Twitterの画面Twitterの画面 Twitterのログイン画面(クリックすると拡大します)

 こうした記事を読んでいる冷静な状態ならば、どちらが偽物かはすぐに判別が付くだろう。だが、ここで問題にしたいのは、見抜けたか、見抜けなかったかではない。「KeeFox」がどのように反応したかを見てほしい。

 本物のサイトにアクセスしている方は、鍵マークがアクティブになり、登録した情報のユーザー名が表示されている。一方、偽物サイトにアクセスしている方は鍵マークが非アクティブになり、グレーアウトしている。これで自分が登録しているサイトかどうかが一目瞭然というわけである。

 また、鍵マークの横にある「Logins」と書かれたボタンは「ブックマーク」(お気に入り)のような役割をしており、ここから、ページへのアクセスとログインという一連の処理を行うことも可能である。普段からこの「Logins」からログインするという運用も可能だろう。

 もし、メールなどを利用して誘導リンクが送られてきた場合でも、これらの機能を使っていったん正規のサイトにログインしてから、再度そのサイトを確認してみるという方法もある。この場合、あなたはもう正規のサイトにログインしているはずだ。なのに、フィッシングサイトは「ログインしてくれ」と口を開けて待ったまま。見分けるのは容易なはずだ。

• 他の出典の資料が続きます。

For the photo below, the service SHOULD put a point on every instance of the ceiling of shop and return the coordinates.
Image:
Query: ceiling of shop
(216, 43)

 続いて有償のソフトウェアだが、これは簡単な紹介にとどめる。

1Password

【関連リンク】

1Password


 筆者が現在使っている「1Password」である。こちらは有償のツールだけあって、1つで複数のOS、デバイス(Windows、Mac、Android、iPhone、iPad)に対応し、複数のブラウザの拡張が公開されている(Internet Explorer、Firefox、Chrome、Safari)。

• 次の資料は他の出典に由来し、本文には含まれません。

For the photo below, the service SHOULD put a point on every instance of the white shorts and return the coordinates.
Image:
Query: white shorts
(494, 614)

 もちろん先ほどの「KeeFox」のような機能も付いている。下図はChromeで、先ほどと同様、本物と偽物のTwitterにアクセスしているところである。

再びTwitterの画面再びTwitterの画面 再びTwitterのログイン画面(クリックすると拡大します)

 ちなみに、これらはあらかじめ入力したユーザー名とパスワードなどの情報とアクセス先をひもづけることで実現させている。従って弱点がないわけではない。

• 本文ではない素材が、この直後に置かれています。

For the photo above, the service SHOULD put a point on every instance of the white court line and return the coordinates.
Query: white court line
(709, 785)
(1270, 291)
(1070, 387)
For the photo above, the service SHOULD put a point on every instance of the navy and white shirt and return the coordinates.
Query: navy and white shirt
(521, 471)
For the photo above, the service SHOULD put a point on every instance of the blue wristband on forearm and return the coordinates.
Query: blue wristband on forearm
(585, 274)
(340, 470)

 例えば、利用サービスのDNSが乗っ取られてレコードが書き換えられた場合は、リクエストしたドメイン名がいつもと同じで見た目も同じでも、アクセスした先は、実はいつもと違うということが起こり得る。こうした場合は、これらパスワード管理ツールは無力となる。また、内部のネットワークでARPキャッシュポイゾニングなどが行われ、リクエストしたドメイン名に対してアクセスする先がいつもと異なるものに変更を加えられてしまうと、やはり無力となってしまう。

 このようにパスワードマネージャも完全無欠ではない。だが、前述したケースが起こる確率はどれほどあるかを考えれば、そして仮にパスワードマネージャを使わなかったとしても同じような結果を招くことを考えれば、ほぼ問題のない対策といえるのではないだろうか。筆者もそう考えてこの仕組みを利用している。